Health

Nestle official health logo permitted 'in error'

Change4life logo
Image caption The government's anti-obesity campaign promotes healthier eating and an active lifestyle

Nestle, the food manufacturer, was wrongly allowed to use a government health logo on its website, the Department of Health admitted.

The anti-obesity Change4Life logo should have appeared only alongside a healthy lifestyle message.

Instead, it appeared on a website promoting snacks and cereals.

The government says it will review the logo's use and Nestle said it would act on any advice given.

Nestle displays the logo on its getsetgofree.com website, which encourages shoppers to collect tokens from their products to claim free family activities.

A survey by the Children's Food Campaign found that 24 out of 27 products included in the Get set go free promotion are officially categorised as "high in sugar", according to the nutrition labelling system developed by the Food Standards Agency.

One of the key messages of the Change4Life campaign, of which Nestlé is a partner, is sugar swaps, asking families to swap food and drink with added sugar for products lower in sugar or sugar free.

Health Secretary Andrew Lansley recently announced that government funding for the Change4life campaign was being scaled back.

Instead, Mr Lansley said he wanted to see business take on responsibility for funding the campaign.

Promoting activities

The Department of Health had encouraged businesses and organisations to help them promote a healthier and more active lifestyle.

A Nestle spokesperson said: "The use of the Change4Life logo on our website was approved and agreed by the Department of Health.

"We will continue to work with the Department of Health and will act on any changes they advise us to make."

"Get Set, Go Free is about getting families active and giving them the chance to try out new activities for free. Through the promotion we have given away 1.6 million free activities since 2006.

"It runs across a range of products and to take part in a swimming or an exercise class you only need to buy one box of cereal or three single confectionery products."

The Department of Health admitted that an error had been made when it approved Nestle's use of the logo on the website.
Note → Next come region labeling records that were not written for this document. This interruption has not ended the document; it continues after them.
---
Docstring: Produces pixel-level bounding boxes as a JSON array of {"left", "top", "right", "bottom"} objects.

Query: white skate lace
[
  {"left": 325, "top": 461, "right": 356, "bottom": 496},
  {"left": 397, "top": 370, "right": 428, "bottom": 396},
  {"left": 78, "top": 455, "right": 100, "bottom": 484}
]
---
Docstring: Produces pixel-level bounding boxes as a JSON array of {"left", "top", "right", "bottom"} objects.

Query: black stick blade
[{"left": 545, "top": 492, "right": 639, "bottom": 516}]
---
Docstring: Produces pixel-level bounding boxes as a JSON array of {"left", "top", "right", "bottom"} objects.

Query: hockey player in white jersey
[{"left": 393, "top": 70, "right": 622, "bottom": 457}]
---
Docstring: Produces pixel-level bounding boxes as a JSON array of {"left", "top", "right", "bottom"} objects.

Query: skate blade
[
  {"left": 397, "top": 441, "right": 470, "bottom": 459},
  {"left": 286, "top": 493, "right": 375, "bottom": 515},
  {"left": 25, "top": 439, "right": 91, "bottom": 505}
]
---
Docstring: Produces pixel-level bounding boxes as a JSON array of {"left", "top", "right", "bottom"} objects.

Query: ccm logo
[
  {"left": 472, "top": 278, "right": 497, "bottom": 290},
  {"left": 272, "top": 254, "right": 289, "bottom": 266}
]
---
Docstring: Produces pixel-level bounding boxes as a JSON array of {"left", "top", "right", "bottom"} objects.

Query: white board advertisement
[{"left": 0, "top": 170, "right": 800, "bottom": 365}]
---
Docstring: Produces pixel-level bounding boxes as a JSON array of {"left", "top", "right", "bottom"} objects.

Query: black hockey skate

A spokesperson said: "We are harnessing the power that companies like Nestle have with consumers to build awareness of Change4Life and healthy behaviours.

"Nestle has provided support to the Change4Life movement in a number of ways over the past year including promoting the importance of a healthy diet to their employees, as well as encouraging families to be more active as part of their Get Set Go Free campaign.

"We're working with Nestle to review the use of the Change4Life logo on the Get Set Go Free website."

Christine Haigh, co-ordinator of Children's Food Campaign, said: "This is yet another example of the food industry claiming to promote healthy lifestyles whilst in fact encouraging families to eat more junk food.

"No company that uses these practices should be allowed to be associated with a government health campaign, and this should be a wake up call for the Department of Health which wants to see companies like this more involved in the Change4Life campaign, not less."